# Handy für 10-jährige



## JustAs (4. Mai 2011)

*Handy für 10-jährige*

Hallo allerseits,
meine Cousine soll nun, wo sie auf die weiterführende Schule kommt, ein Handy bekommen. Nur was nimmt man für ein Handy für eine 10-jährige? Was gibt es da zu beachten? Ich denke spezielle Kinderhandys finden die kleinen schnell "uncool". Ein modernes Smartphone wäre aber einfach nur überdimensioniert.
Könnt ihr mir da was empfehlen?

Viele Grüße


----------



## nfsgame (4. Mai 2011)

*AW: Handy für 10-jährige*

Nen kleines Sony Ericsson aus der W-Serie.

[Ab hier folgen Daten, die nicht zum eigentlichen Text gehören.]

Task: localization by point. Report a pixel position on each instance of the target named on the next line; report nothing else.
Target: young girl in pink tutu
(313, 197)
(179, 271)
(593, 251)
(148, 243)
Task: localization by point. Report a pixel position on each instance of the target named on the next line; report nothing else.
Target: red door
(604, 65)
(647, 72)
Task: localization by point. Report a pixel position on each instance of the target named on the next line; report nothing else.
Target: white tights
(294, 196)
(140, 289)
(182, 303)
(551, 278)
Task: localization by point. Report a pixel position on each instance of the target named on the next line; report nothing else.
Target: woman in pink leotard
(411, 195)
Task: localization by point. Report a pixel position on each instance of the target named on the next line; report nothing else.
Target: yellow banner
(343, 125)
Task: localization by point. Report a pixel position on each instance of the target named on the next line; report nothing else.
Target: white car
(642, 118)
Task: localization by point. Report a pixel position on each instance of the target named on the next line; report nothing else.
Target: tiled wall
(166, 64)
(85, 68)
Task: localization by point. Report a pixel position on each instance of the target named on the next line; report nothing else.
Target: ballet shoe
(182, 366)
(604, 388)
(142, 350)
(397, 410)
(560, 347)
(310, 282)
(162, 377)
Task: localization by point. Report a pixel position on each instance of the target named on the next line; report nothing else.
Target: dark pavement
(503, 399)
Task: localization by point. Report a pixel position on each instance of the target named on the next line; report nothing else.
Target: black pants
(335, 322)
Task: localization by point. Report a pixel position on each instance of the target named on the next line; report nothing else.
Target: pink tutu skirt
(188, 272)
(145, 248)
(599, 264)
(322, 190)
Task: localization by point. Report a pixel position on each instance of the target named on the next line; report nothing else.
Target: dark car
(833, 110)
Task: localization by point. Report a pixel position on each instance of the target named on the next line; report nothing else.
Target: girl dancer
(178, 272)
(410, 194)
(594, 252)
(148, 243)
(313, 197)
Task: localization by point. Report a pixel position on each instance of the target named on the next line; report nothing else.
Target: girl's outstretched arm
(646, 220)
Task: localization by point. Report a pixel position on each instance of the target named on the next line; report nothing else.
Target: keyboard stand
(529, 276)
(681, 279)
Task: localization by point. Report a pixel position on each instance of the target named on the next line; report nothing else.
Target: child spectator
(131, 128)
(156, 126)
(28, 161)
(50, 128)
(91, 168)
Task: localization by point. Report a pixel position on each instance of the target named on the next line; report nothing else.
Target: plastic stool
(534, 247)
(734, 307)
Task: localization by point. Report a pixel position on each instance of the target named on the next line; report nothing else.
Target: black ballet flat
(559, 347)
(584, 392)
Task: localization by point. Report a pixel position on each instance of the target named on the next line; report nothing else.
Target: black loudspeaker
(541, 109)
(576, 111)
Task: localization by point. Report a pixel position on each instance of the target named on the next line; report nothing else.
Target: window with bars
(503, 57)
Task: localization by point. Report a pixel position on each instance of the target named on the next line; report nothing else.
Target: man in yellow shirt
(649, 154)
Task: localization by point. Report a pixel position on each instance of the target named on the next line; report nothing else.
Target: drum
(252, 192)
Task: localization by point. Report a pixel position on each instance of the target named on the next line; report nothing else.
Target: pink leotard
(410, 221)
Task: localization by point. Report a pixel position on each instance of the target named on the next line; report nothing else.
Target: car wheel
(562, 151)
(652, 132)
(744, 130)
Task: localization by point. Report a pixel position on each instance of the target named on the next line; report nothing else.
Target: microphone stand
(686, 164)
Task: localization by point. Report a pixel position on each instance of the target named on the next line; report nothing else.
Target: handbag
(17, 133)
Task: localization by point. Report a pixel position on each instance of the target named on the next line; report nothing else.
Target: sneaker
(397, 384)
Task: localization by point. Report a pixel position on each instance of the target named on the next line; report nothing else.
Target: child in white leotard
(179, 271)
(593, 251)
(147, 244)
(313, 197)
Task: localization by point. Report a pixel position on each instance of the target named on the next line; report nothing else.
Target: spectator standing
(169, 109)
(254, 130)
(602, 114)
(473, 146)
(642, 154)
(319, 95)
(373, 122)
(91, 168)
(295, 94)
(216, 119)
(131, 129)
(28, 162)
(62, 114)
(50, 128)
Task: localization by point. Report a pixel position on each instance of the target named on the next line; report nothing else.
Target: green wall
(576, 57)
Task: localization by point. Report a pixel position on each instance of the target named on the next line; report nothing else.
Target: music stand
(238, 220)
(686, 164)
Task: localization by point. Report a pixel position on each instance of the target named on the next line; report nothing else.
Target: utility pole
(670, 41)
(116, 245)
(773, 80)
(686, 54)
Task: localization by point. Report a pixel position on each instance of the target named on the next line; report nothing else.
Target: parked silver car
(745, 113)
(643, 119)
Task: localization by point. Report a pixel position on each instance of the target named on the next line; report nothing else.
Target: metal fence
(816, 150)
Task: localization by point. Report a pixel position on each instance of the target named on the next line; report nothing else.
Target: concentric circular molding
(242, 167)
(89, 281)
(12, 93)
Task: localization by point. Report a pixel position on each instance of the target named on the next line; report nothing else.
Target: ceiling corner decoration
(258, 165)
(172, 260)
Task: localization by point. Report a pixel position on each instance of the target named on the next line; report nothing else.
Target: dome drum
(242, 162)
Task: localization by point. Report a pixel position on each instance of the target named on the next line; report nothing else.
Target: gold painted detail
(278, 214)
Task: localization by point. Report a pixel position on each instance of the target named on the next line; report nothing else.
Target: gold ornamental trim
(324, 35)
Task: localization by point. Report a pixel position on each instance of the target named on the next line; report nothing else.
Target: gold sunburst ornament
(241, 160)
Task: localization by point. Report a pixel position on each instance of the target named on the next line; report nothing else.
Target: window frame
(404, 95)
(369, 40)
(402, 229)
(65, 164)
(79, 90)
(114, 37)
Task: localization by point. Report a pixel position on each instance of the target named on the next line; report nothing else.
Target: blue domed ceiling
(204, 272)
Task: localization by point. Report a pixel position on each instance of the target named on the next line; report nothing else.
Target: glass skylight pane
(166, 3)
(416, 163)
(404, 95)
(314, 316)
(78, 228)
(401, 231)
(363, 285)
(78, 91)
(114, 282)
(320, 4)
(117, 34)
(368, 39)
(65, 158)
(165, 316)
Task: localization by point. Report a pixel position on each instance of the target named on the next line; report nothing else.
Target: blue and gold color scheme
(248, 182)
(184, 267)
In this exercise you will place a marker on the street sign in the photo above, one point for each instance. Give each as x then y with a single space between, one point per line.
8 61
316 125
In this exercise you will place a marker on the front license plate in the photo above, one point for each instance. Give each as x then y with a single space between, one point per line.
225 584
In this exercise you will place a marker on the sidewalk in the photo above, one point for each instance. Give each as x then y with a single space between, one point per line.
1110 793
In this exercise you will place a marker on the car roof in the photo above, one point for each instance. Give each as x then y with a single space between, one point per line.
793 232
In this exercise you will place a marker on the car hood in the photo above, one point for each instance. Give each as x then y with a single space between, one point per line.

Günstig und kommt bei den jüngeren gut an.


----------



## Leandros (4. Mai 2011)

*AW: Handy für 10-jährige*

Sony Erricson würde ich auch Empfehlen. Die sind einfach zu Bedienen. Beliebt. Robust.
Falls etwas extravaganter, dieses eine Beliebte Samsung Touch Handy mit Windows Phone. Gefällt mir persönlich aber nicht so besonders.


----------



## zøtac (4. Mai 2011)

*AW: Handy für 10-jährige*

Ich würd da sowas in die Richtung SE K700, K750 oder die W Serie empfehlen, wie schon gesagt


----------



## Per4mance (4. Mai 2011)

*AW: Handy für 10-jährige*

gibt doch auch billige touchscreenshandys wie das samsung star für 90 euro. 

meine cousine hat zu weihnachten auch nen touchhandy bekommen weil bei ihr irgendwie jeder eins hat ausserdem find ich die steuerung intuitiver bei touch.

hast du ne bestimme preisvorstellung ?


ansonsten Motoroly Defy is auch ganz nett und robust das hält auch ne weile


----------



## Sibig (4. Mai 2011)

Das Samsung Wave 723 gibt's bei Amazon für 120€ .  P/L mäßig ziemlich gut imo


----------



## Superwip (4. Mai 2011)

*AW: Handy für 10-jährige*

Gebrauchtes iPhone oder iPhone 3G; relativ billig zu haben (Applejünger wollen ja immer das neueste haben wodurch die iPhones der letzten und vorletzten Generation den Gebrauchtmarkt regelrecht überschwemmen), "cool" und mit deppensicherer Bedienung, ich halte wenig vom iPhone aber wenn es für irgendjemanden das richtige ist dann für eine 10-jährige...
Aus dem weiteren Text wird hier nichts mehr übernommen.